São noites raras e porém fatais. A lua pode estar cheia ou nem por isso, podemos ser só nós com uma cheia no coração. Começa com um redemoinho inquieto que nos titila a vontade e rapidamente se transmuta em compulsão para transbordar em comoção. Há noites assim em que ouvimos gritar dentro de nós uma ordem imperiosa: dançar! dançar! dançar! E não há maneira de a amordaçar.

Oh não, nada a ver com as noites rotineiras, uns instantes distractivos na pista de dança, entre dois copos e três conversas. Essa dança sabe bem mas não passa de entretém. Não é disso que falo. Falo de urgência, desvario, obsessão. Há noites em que precisamos de dançar como se disso dependesse a nossa salvação. Ou a nossa ressurreição, talvez seja mais justo. 

De onde vem o redemoinho? Em que paisagem nasce ele, o futuro furacão? (Pois sim, tive uma t-shirt que dizia: “El Ninõ take me with you” e poderia ser uma boa farda para ir dançar.) Existem condições meteorológicas propícias, como a tal da lua cheia. Mas, geralmente, a lua possante e inquietante não passa de mero pretexto e décor conveniente. A meteorologia sentimental, essa é que é ela. Pode acontecer quando sentimos que nos apaixonamos, pode suceder quando nos baralhamos, até pode dar-se quando celebramos. Pode simplesmente ser a vontade de respirarmos. Mas com o corpo todo. 

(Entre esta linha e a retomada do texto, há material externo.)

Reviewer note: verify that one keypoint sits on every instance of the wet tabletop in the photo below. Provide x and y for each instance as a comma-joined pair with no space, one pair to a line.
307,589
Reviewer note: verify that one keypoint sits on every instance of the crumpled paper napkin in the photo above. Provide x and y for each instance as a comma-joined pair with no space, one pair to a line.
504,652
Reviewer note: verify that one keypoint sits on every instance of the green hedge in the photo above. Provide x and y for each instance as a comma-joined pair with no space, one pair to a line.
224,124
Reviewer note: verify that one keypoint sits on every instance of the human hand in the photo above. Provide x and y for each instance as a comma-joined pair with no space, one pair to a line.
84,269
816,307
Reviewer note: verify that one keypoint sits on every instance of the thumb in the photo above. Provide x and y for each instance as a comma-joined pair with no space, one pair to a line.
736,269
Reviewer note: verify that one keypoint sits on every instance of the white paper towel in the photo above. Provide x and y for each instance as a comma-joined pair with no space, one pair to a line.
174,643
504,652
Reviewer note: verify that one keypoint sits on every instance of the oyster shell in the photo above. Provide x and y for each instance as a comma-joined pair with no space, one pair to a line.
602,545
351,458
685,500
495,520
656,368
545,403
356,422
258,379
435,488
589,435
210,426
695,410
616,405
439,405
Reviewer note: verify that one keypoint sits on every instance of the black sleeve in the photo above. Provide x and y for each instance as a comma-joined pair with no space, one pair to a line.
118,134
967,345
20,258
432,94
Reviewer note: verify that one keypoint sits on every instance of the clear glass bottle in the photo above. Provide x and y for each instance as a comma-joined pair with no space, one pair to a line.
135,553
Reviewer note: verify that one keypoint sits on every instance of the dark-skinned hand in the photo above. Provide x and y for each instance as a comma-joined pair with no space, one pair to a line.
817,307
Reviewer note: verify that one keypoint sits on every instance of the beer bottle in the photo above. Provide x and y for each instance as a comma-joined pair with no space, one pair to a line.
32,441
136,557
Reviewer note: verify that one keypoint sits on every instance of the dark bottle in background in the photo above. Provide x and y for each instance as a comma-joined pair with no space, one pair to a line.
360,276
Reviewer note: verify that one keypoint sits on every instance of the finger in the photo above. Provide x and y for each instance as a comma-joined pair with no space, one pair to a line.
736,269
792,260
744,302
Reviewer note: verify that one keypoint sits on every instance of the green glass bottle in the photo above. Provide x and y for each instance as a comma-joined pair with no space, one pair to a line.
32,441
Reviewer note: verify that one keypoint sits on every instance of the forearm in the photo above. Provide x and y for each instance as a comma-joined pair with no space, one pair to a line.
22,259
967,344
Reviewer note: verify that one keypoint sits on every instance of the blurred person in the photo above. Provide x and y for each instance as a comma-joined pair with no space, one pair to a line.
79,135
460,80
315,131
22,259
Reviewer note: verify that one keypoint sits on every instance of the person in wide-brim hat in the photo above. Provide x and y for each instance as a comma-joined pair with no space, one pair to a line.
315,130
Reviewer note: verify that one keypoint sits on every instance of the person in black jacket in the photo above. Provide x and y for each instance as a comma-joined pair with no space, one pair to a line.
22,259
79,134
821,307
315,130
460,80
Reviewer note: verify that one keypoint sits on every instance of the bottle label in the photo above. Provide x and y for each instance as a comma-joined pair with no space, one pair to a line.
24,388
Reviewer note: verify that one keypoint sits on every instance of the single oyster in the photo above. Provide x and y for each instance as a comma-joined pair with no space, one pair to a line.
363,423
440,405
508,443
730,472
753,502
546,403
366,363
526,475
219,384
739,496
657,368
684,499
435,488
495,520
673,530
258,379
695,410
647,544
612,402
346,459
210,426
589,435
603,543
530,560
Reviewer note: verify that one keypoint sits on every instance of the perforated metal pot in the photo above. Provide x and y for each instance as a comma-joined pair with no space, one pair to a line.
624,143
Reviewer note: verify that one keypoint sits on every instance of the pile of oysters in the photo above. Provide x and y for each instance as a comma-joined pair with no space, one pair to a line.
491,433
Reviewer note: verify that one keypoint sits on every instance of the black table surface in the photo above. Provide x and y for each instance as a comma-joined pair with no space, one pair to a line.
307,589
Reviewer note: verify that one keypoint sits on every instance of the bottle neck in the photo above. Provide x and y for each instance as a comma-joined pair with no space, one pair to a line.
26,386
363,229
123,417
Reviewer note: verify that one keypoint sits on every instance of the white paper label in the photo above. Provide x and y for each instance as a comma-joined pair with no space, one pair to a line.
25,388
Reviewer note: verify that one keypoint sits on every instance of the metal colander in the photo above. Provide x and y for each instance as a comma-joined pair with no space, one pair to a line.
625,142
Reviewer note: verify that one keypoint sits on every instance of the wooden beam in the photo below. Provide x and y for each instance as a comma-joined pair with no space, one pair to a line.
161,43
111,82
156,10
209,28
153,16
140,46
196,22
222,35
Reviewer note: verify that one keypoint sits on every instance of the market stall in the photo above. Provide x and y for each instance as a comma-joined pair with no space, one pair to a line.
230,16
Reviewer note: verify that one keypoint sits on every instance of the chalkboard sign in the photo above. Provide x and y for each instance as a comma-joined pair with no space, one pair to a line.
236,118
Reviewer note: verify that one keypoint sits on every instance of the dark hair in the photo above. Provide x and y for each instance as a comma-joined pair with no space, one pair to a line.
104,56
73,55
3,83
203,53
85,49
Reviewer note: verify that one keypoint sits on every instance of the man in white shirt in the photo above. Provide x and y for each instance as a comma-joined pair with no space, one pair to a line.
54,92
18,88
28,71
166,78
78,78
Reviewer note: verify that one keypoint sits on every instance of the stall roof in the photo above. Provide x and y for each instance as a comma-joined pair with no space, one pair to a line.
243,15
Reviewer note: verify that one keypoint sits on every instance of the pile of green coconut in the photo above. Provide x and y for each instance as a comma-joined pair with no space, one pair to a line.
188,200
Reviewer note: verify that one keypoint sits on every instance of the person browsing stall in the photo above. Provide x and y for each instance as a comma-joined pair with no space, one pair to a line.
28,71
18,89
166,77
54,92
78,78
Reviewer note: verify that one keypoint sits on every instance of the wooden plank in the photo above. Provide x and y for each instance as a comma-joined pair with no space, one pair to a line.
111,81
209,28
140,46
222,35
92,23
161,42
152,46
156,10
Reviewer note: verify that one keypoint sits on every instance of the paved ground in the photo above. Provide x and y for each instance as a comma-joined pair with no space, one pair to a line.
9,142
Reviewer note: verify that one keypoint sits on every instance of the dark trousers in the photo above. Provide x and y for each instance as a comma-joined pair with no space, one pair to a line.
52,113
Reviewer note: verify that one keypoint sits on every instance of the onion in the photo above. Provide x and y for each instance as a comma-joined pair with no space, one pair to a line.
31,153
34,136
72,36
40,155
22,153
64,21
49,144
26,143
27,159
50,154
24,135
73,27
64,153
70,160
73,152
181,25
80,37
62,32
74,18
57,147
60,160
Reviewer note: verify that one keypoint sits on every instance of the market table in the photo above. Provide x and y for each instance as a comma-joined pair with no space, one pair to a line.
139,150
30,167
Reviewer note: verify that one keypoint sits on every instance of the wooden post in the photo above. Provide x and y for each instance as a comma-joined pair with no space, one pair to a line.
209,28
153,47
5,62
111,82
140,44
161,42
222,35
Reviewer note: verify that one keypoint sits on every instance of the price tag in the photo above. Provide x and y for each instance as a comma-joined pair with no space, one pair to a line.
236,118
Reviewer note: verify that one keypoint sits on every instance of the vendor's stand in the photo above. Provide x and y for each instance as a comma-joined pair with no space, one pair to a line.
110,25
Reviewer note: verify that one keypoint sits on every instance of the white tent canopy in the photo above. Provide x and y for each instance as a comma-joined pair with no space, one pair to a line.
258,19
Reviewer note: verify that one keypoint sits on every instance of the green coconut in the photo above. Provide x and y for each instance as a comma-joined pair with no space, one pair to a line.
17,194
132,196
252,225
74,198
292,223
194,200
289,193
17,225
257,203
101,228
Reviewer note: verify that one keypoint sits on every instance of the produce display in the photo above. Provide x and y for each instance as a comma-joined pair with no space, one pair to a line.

Nessas noites, corremos toda a cidade. Procuramos um albergue musical, uma cabana calorosa, uma clareira nocturna. E quando a realidade se compadece com as nossas ânsias, chegámos lá. No recreio da escola, quando jogávamos à apanhada, existia um canto onde ninguém nos conseguia apanhar nem nos podia tocar. Chamava-se o “coito”. Mais tarde, aprendemos-lhe outro significado mas a ideia é sempre a mesma: um lugar onde existe a possibilidade de nos salvarmos e onde podemos saborear o seu prazer exultante. Em plena cumplicidade, a liberdade.

Pois tal como no jogo, numa pista de dança podemos alcançar um certo estado de protecção do mundo e de suspensão sobre a vida. A música passeia pela nossa pele, o ritmo sacode-nos as mágoas, os acordes acordam-nos os sentidos tal como nos acordam com o universo. A fúria doce da felicidade dança connosco. Nesses instantes, o sexo pode sair-nos pela ponta dos dedos, tal como a bondade. E se compartilhamos o momento suspenso com quem dança connosco, podemos formar família. Amigos, conhecidos ou desconhecidos,

tanto faz, a música até pode não ser essa mas “We are family”. Porque todos somos agora canibais musicais. Todos somos astronautas flutuando com a gravidade que dá a felicidade espontânea.

Verdades inequívocas como esta tornam-se muito nítidas, na escuridão e deslumbramento da iluminação piscante de uma pista de dança. Mais, garanto: algumas das mais drásticas decisões de vida, tomei-as a dançar. O corpo liberto e feliz pode deixar a cabeça muito clara. Tudo se desfoca em nosso redor para que algo se torne subitamente incrivelmente transparente dentro de nós. Uma verdade que sobe à tona e acena, braços no ar. São momentos de rara lucidez, flechas de súbita certeza que nos atingem entre a multidão tumultuosa, preciosos e decisivos momentos. Dançamos de balanço com o mundo, equilibramo-nos no difícil fio de trapézio da vida. Temos os pés no chão? Não, seguramos o coração nas mãos.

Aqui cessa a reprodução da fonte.